Alfred Hitchcock non fu particolarmente soddisfatto di questo film, al quale, secondo lui, mancava uno sguardo ironico che alleggerisse un po’ la presunta pesantezza della vicenda. Dato l’argomento trattato, probabilmente non si trattava ovviamente di spargere un po’ di umorismo qua e là, quanto di filmare la drammaticità del racconto con una sorta di complicità condivisa con lo spettatore. Perché l’impressione di Hitch era il che il film fosse un po’ troppo pesante; ora, è indiscutibile che un certo grado di morbosità l’intrigo ce l’abbia, e forse anche eccessivo. Ma questo è dovuto alla presenza, al centro della scena, di un prete, un prete cattolico, per la precisione; e allora dobbiamo ammettere che anche noi, nel momento in cui diamo maggior rilievo alla cosa, siamo un po’ come i cittadini di Quebec City nel finale, quando circondano con fare accusatorio il povero padre Logan (uno strepitoso Montgomery Clift, che da solo vale il cosiddetto prezzo del biglietto). C’è forse un po’ di moralismo, insomma, nel nostro eventuale sottolineare che il prete aveva avuto una storia d’amore e che potesse, sotto sotto, essere ancora innamorato della sua vecchia fiamma (Ruth Grandfort, interpretata da una Anne Baxter non poi così vecchia). Il film non è un capolavoro, questo no, ma si sbaglia se lo si liquida come un’opera minore tout court. C’è almeno un passaggio filmico notevole, quando Alma, la moglie del sacrestano, serve la colazione ai tre sacerdoti e, passando dietro a padre Logan, cerca di capirne le intenzioni. La scena è girata con maestria perché, mentre il dialogo è del tutto estemporaneo, assistiamo ad un’azione che ha uno scopo completamente diverso e specifico. 

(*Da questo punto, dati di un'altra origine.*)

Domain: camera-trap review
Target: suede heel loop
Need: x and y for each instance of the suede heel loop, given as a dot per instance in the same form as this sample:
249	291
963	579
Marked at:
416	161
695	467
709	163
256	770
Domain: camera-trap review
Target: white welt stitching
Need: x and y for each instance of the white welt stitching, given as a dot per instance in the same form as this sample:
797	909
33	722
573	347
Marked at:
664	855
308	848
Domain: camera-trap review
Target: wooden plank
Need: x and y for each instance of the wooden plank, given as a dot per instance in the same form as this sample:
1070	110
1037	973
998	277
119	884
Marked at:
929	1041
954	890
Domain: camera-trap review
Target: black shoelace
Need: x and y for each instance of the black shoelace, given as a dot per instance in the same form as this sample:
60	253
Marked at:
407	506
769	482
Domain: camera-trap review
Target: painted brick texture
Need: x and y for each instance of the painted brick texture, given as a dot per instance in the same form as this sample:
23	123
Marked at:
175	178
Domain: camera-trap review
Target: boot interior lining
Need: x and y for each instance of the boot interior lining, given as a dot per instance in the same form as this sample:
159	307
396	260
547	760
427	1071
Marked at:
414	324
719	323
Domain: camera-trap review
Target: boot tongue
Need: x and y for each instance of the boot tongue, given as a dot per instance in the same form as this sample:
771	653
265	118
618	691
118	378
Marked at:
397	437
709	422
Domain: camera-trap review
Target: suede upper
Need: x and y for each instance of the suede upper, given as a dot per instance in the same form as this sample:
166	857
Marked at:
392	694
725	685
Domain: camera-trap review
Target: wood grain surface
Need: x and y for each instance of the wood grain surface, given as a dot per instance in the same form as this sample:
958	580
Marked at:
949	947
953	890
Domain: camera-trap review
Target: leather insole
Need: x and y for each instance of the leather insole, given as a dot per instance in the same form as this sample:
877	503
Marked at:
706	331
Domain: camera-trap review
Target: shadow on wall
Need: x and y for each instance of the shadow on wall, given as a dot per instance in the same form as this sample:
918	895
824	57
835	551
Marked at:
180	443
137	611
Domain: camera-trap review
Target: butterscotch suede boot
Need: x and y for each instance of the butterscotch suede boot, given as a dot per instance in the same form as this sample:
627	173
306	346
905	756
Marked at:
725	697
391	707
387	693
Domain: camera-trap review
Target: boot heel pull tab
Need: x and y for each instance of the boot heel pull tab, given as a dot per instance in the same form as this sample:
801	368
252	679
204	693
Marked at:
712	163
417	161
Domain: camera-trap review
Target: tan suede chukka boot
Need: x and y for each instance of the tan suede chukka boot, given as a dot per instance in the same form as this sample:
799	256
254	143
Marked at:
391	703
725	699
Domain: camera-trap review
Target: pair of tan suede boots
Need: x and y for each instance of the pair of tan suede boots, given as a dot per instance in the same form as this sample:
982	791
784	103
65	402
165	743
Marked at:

Un altro aspetto molto interessante è la figura del procuratore, mostrato in un paio di occasioni mentre si diletta in puerili esibizioni di equilibrismo: nella parte finale sarà proprio lui ad accusare padre Logan ma, almeno simbolicamente, come ministro della giustizia viene appunto preventivamente presentato come un individuo poco attendibile proprio per i suoi giochetti di bilanciamento. Ma la valenza dell’opera è legata al fatto che verte su un classico tema hitchockiano, ovvero lo scambio di colpa, tra l’altro appena affrontato dal maestro inglese nel precedente Delitto per delitto (L’altro uomo). Se nel film con Farley Granger e Robert Walker il discorso era stato più evidente, qui l’argomento è trattato con maggior sottigliezza; padre Logan, infatti, finisce per beneficiare di un delitto commesso dal suo sacrestano, l’immigrato tedesco Otto (Otto Keller). 

E qui, è evidente, cominciano i problemi: perché mai un prete dovrebbe trarre vantaggio dalla morte di una persona? Nonostante a prima vista Montgomery Clift conceda a padre Logan un aspetto che ispira grande fiducia, per via della faccia pulita e dei grandi occhi chiari, è altrettanto evidente, nel suo camminare con la tonaca un’ideale retta via, nei suoi sguardi riflessivi ma un po’ smarriti, che qualcosa, nella figura del prete, non torni, perlomeno non al cento per cento. Infatti, il poliziotto della vicenda, l’ispettore Larrue che, grazie all’interpretazione di Karl Malden, ha lo sguardo acuto da vero segugio, lo nota subito, focalizzando la sua attenzione fuori dalla finestra, osservando padre Logan che dialoga con la signora Granfort. E dire che d’innanzi a sé aveva, proprio in quel momento, il vero colpevole dell’omicidio, Otto, che stava appunto interrogando. 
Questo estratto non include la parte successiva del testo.